For patients receiving GP IIb/IIIa inhibitors, a 2x2 factorial design assigned half the heparin and bivalirudin groups to routine upstream GP inhibitor administration (4,605 patients). The other half received selective GP IIb/IIIa inhibitors administration if PCI was indicated (4,602 patients).

At one year, there was no statistically significant difference in ischemia or mortality rate among the three therapy groups.

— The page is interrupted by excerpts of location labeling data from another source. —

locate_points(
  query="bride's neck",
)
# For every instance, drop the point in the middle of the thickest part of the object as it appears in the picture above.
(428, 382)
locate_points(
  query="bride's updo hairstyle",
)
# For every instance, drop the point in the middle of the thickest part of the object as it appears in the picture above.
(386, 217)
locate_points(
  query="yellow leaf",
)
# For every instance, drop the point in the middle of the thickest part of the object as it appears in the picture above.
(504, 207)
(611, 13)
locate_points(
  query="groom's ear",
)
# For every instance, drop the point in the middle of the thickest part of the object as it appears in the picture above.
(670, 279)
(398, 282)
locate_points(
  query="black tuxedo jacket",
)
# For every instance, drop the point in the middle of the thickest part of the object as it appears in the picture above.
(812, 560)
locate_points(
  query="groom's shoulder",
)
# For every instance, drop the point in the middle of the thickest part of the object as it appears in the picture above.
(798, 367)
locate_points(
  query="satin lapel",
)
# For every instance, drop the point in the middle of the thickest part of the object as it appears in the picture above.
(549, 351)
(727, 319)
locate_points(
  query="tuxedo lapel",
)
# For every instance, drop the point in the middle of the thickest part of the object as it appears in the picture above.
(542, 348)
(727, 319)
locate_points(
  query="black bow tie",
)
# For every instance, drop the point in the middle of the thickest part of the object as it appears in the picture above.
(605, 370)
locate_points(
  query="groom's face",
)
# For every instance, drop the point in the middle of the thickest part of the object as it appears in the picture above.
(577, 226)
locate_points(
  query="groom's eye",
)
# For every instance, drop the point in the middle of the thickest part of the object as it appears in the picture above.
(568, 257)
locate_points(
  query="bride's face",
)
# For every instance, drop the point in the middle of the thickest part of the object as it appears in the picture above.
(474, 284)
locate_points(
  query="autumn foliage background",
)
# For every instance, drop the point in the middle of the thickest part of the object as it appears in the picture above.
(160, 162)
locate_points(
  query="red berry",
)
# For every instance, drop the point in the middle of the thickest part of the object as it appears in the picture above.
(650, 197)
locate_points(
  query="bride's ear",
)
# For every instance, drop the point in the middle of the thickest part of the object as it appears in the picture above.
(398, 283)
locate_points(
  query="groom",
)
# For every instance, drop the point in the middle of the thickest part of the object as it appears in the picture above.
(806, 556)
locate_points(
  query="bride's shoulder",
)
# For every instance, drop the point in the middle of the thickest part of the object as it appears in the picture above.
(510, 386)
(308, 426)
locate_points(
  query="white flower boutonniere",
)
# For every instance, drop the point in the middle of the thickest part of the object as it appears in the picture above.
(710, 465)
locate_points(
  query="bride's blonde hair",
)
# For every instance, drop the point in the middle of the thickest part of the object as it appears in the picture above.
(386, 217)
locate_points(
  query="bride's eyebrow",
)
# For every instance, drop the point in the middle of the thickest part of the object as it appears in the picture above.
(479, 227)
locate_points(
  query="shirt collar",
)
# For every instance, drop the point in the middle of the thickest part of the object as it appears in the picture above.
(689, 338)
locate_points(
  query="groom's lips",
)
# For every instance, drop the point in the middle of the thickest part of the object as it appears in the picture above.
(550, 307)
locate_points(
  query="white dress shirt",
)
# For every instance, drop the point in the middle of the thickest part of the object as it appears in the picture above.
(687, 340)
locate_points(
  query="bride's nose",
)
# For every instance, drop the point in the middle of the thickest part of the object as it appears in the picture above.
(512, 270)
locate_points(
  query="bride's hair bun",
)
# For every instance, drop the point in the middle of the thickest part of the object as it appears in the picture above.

No difference in ischemia rate was detected between the two GP IIb/IIIa inhibitor utilization strategies.

Since the hypotheses and the power for the one-year analysis in this trial were not prospectively determined, the results are considered to be exploratory and hypothesis generating.

Bottom line: At one year, there is no statistically significant difference in ischemia or mortality rate for the three antithrombotic regiments and the two glycoprotein utilization strategies.

Citation: Stone GW, Ware JH, Bertrand ME, et. al. Antithrombotic strategies in patients with acute coronary syndromes undergoing early invasive management. One-year results from the ACUITY trial. JAMA 2007;298:2497-2505.

What Is the PE Risk after Discontinuing Anticoagulation in Patients with Symptomatic VTE?

Background: The natural history of patients with symptomatic VTE who have completed anticoagulation is not well understood.

Study design: Inception cohort using pooled data from a prospective cohort study and one arm of an open-label randomized trial.

Setting: Academic medical centers in Canada, Sweden, and Italy.

Synopsis: Using pooled data from two previous studies, 2,052 patients with a first diagnosis of symptomatic VTE (lower-extremity deep-vein thrombosis [DVT], PE, or both) were evaluated for fatal PE after a standard course of therapy (mean of six months) with a vitamin K antagonist.

Patients were followed for up to 120 months. The investigators found an annual event risk of 0.19-0.49 per 100 person-years for fatal PE. Patients with prolonged immobility, active cancer, and thrombophilia were excluded, as were those with recurrent acute DVT.

Secondary analysis revealed an incidence of any fatal, definite or probable PE within the first year of discontinuing therapy of 0.35%-0.81%.

After the first year, the annual event risk ranged from 0.15-0.40 events per 100 person-years. Patients with advanced age, idiopathic VTE as well as those presenting with PE had higher rates of fatal PE.

Bottom line: There is a real though small (less than 1%) risk of fatal PE in the first year following discontinuation of anticoagulation for the first VTE episode. The optimal course of treatment for patients with idiopathic VTE is yet to be determined.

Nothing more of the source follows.